Scalable Concept Extraction in Industry 4.0

The industry 4.0 is leveraging digital technologies and machine learning techniques to connect and optimize manufacturing processes. Central to this idea is the ability to transform raw data into human understandable knowledge for reliable data-driven decision-making. Convolutional Neural Networks (CNNs) have been instrumental in processing image data, yet, their ``black box'' nature complicates the understanding of their prediction process. In this context, recent advances in the field of eXplainable Artificial Intelligence (XAI) have proposed the extraction and localization of concepts, or which visual cues intervene on the prediction process of CNNs. This paper tackles the application of concept extraction (CE) methods to industry 4.0 scenarios. To this end, we modify a recently developed technique, ``Extracting Concepts with Local Aggregated Descriptors'' (ECLAD), improving its scalability. Specifically, we propose a novel procedure for calculating concept importance, utilizing a wrapper function designed for CNNs. This process is aimed at decreasing the number of times each image needs to be evaluated. Subsequently, we demonstrate the potential of CE methods, by applying them in three industrial use cases. We selected three representative use cases in the context of quality control for material design (tailored textiles), manufacturing (carbon fiber reinforcement), and maintenance (photovoltaic module inspection). In these examples, CE was able to successfully extract and locate concepts directly related to each task. This is, the visual cues related to each concept, coincided with what human experts would use to perform the task themselves, even when the visual cues were entangled between multiple classes. Through empirical results, we show that CE can be applied for understanding CNNs in an industrial context, giving useful insights that can relate to domain knowledge.
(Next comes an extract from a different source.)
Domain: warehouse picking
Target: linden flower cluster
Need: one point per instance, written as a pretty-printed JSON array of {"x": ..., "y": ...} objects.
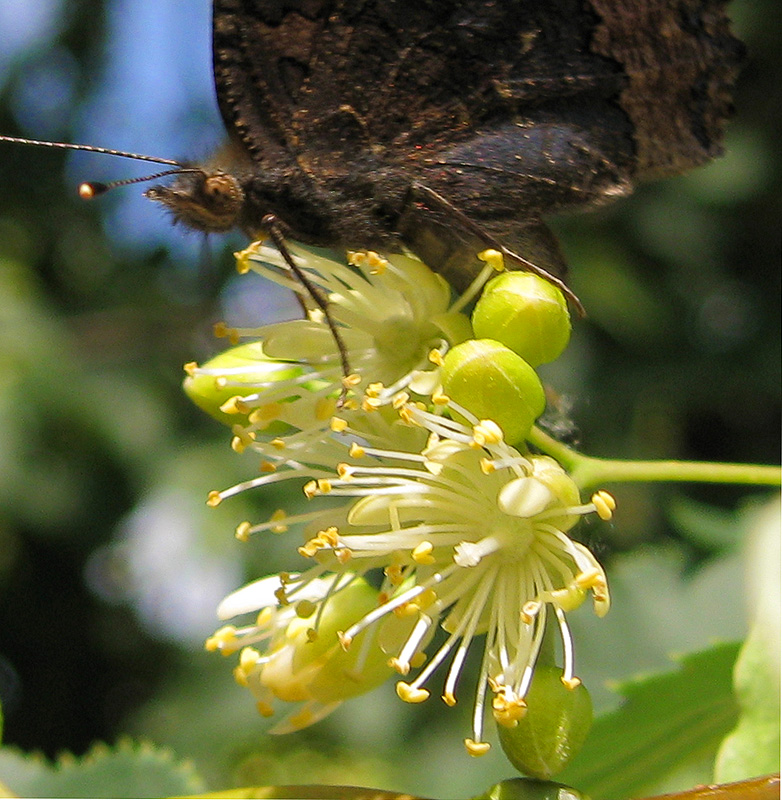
[{"x": 427, "y": 517}]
翻译：工业4.0正利用数字技术和机器学习方法连接并优化制造流程。其核心理念在于将原始数据转化为人类可理解的知识，以实现可靠的数据驱动决策。卷积神经网络（CNN）在处理图像数据方面发挥了重要作用，但其“黑箱”特性增加了理解预测过程的复杂性。在此背景下，可解释人工智能（XAI）领域的最新进展提出了概念的提取与定位，即识别哪些视觉线索介入CNN的预测过程。本文探讨了将概念提取（CE）方法应用于工业4.0场景。为此，我们改进了近期提出的“基于局部聚合描述符的概念提取”（ECLAD）技术，提升了其可扩展性。具体而言，我们提出了一种新的概念重要性计算方法，利用为CNN设计的包装函数，旨在减少每张图像需要评估的次数。随后，我们通过三个工业用例展示了CE方法的潜力。我们选取了三个代表性用例，涵盖材料设计（定制纺织品）的质量控制、制造（碳纤维增强材料）以及维护（光伏组件检测）。在这些示例中，CE成功提取并定位了与各任务直接相关的概念。即每个概念相关的视觉线索与人类专家执行任务时会使用的线索一致，即使这些视觉线索在多个类别间存在混淆。通过实证结果，我们证明CE可应用于理解工业背景下的CNN，并提供与领域知识相关的有用见解。